The area is seeing anemic new construction despite high demand in the Valley. Current housing inventory in Stockton was under two months for most of 2016. Soaring prices in the Bay Area has sent a flood of buyers over the Altamont pass.
“Because we have such limited inventory, houses are going almost the day they make it on the market,” said Lamontagne. “We have agents driving to Patterson to find places for buyers.”
Despite the demand, the area’s largest cities are still seeing little in the way of new construction. The reason has to do with the pricing associated with new construction.
In Stockton, the current median price for a three-bedroom, two-bathroom, 1,600-square-foot house is $249,000. A new house that size costs nearly $350,000 to build.

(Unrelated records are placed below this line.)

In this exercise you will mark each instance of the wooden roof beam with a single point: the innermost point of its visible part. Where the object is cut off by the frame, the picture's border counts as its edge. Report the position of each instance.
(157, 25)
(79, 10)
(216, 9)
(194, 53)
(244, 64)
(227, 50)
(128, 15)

Fees make up a big part of those costs. In Stockton, permit costs can add $60,000 to $80,000 before a new foundation is even in place.
Stockton wasn’t alone in tapping into that revenue stream after the housing crash. Permit fee increases were common across Valley communities between 2007 and 2014.
When home prices crashed, property values were re-evaluated at the lower values. That resulted in steep declines in property taxes for area cities. To fill budget holes and lessen the impact to services, cities looked to building fees to help fill some of the gap.
For some cities, it worked and with an improving economy, they are beginning to dial back those fees. The increases weren’t enough in Stockton as the city descended into bankruptcy. The resulting bankruptcy agreement, as well as the way the fees were structured, limits what the city can do in terms of reducing them. Last year Stockton reduced its building fees by up to $20,000, but it hasn’t been enough to spur significant construction.
“Grupe was going to finish Charlotte Oaks off West Lane, near the Calaveras River,” said Lamontagne. “They thought they would restart the development later this year (2016), but instead they are building in Lodi starting at $400,000. We have a got a long way to go to get new housing in Stockton.”
Despite the anemic overall numbers, there are pockets of new construction. In Modesto, work continues on the 114-home Rose Park subdivision on Mable Avenue. Lodi, Ripon and Manteca also have scattered developments.
“I am seeing a some more building,” said Coy Knapp, sales manager and Realtor at Coldwell Banker Castle Real Estate in Modesto. “If builders build these homes that can use FHA loans, that will help improve affordability.”
He said the conclusion of the presidential election and the ensuing interest rate jump is spurring some builders and buyers to get off the fence.
The overall housing market looks steady and new home builders do have some momentum heading into 2017.
Merced County housing starts were up 132 percent in the third quarter of 2016, according to Metrostudy which provides market information to the housing related industries.
Stanislaus County saw a 60 percent increase in housing starts and even San Joaquin County saw a 13 percent jump.
While those percentages look impressive, the overall numbers are still small. Merced expects to issue around 100 new home permits this year. During the height of the housing boom, Merced developers pulled more than 1,600 permits.
Developments that are built sell out quickly.
Benchmark Communities, which recently completed the Cornerstone development in Ripon is already sold out. The company is now working on a 130-home development off of Ripon Road.
“We are finding efficiency and value in volume home building,” said James E. Jimison, president of the Central Valley Division of Benchmark Communities. “I think Ripon was a good case. It has a high-quality school district. They also were helped by inflated prices in the Bay Area.”
One difference today is developers are not carrying the inventory they once did.
“We aren’t going to buy as large a project,” he said. “Builders will be building fewer spec homes. You won’t see any builders building more than three to four inventory houses at a time.”
Still, builders are slowly returning to the market. Benchmark has increased its developments in the Central Valley from eight in 2014 to 11 in the last year.
“I do see more managed growth,” said Jimison “I don’t think you will see a big spike, but you will see growth.”